Les chapelles qui donnent dans la cour ont aussi des parois sculptées. La chapelle de l’est contient une table plus petite que celle qui est dans la chapelle du milieu, qui est de même traversée par une pierre dure ; un serpent fait le tour de cet autel ; sa bouche béante est tournée vers l’est, de façon à servir d’écoulement aux libations.

Les dévots à Siva disent que cette chapelle reçoit les eaux du Gange le jour de la fête de Siva. Deux lions qui supportaient anciennement le trône de Siva en ont été enlevés et ornent aujourd’hui l’entrée de la grotte de l’est, que l’on appelle « la cour des Lions. »

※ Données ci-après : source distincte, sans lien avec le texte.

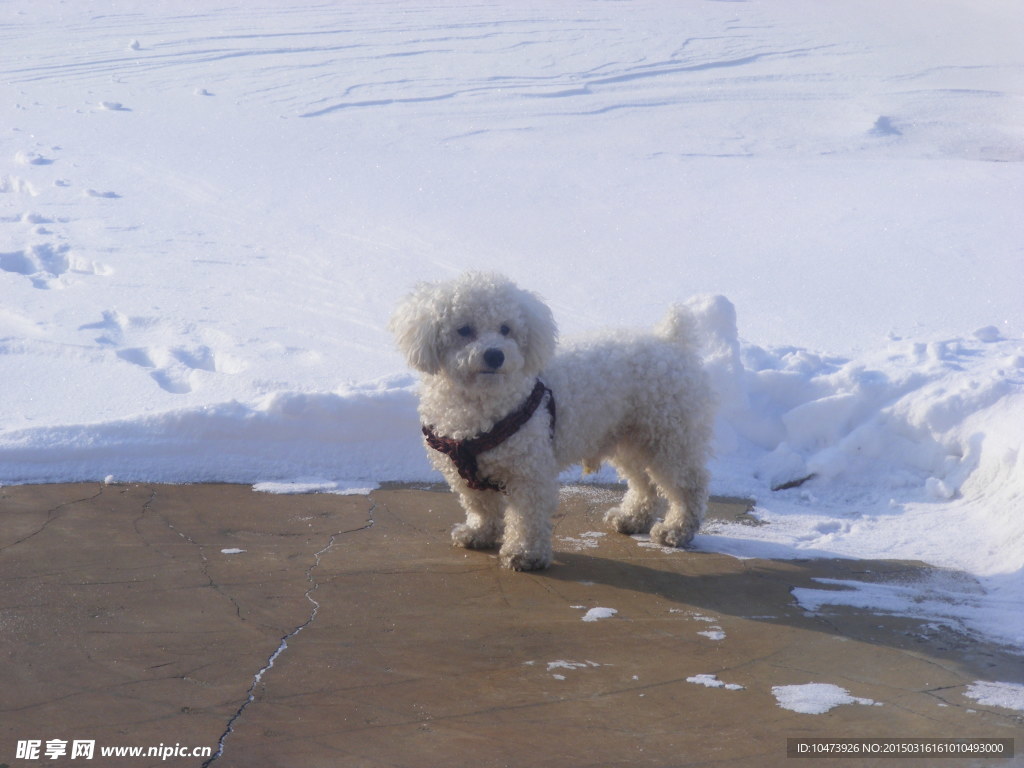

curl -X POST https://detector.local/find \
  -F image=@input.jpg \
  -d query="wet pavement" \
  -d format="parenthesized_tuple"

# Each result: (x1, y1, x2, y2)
(1, 483, 1020, 767)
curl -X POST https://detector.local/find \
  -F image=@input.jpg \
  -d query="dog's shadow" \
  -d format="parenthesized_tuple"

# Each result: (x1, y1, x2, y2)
(544, 546, 821, 620)
(379, 484, 1021, 684)
(540, 548, 1021, 684)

La grotte de l’ouest est plus profonde que celle de l’est ; une galerie supportée par des piliers abrite un grand nombre de personnages qui ornent les parois extérieures de cette chapelle, et sont distribués par groupes à droite et à gauche de la porte d’entrée : les poses de ces statues sont placides et semblent représenter des Mounis en méditation. Elle contient une table semblable à celle des autres chapelles ; la pierre y est renversée.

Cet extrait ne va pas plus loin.